Lublin: Ale wpadka.
Przyszła zgłosić na komisariat kradzież telefonu. Nieoczekiwanie dla samej zainteresowanej jej status osoby pokrzywdzonej uległ radykalnej zmianie. A wszystko za sprawą przyniesionych przez nią na komisariat materiałów, które miały uwiarygodnić autentyczność zakupu telefonu. Policjanci z „dwójki” w oryginalnym opakowaniu po telefonie odnaleźli kolorowe pigułki. Nie były to jednak witaminy tylko tabletki exstasy. Za posiadanie środków odurzających i substancji psychotropowych grozić może kara nawet do 3 lat pozbawienia wolności.
Wczoraj na II komisariat Policji zgłosiła się młoda kobieta. 26 letnia mieszkanka Lublina chciała zgłosić kradzież. Z jej relacji wynikało, że kiedy przebywała w jednym z lubelskich szpitali, ktoś ukradł jej telefon komórkowy.

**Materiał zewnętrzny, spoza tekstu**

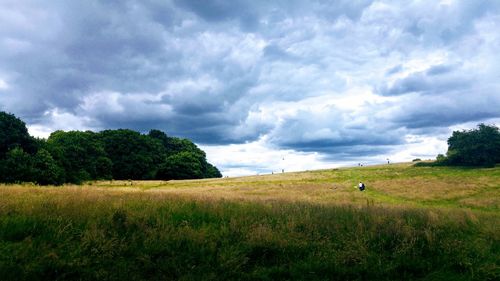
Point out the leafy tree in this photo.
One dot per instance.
(13, 133)
(183, 165)
(134, 156)
(46, 170)
(16, 167)
(80, 154)
(175, 146)
(477, 147)
(212, 172)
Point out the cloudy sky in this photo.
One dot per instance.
(259, 85)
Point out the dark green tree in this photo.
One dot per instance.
(80, 154)
(212, 172)
(46, 170)
(16, 167)
(13, 133)
(134, 156)
(477, 147)
(183, 165)
(175, 146)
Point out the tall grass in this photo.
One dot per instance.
(76, 233)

Kobieta posiadała dokumenty potwierdzające zakup telefonu, jego numery identyfikacyjne i oryginalne pudełko. Wszystkie te rzeczy pokazała policjantom.
Nieoczekiwanie dla samej zainteresowanej jej status osoby pokrzywdzonej uległ radykalnej zmianie. Jak się okazało wewnątrz pudełka znajdował się woreczek strunowy z kolorowymi tabletkami. Nie były to jednak witaminy. Przeprowadzone badanie wykazało, że są to tabletki extasy.
26 latka usłyszała zarzut z ustawy o przeciwdziałaniu narkomanii. Kobieta przyznała się do winy. Za posiadanie środków odurzających i substancji psychotropowych grozić może kara nawet do 3 lat pozbawienia wolności.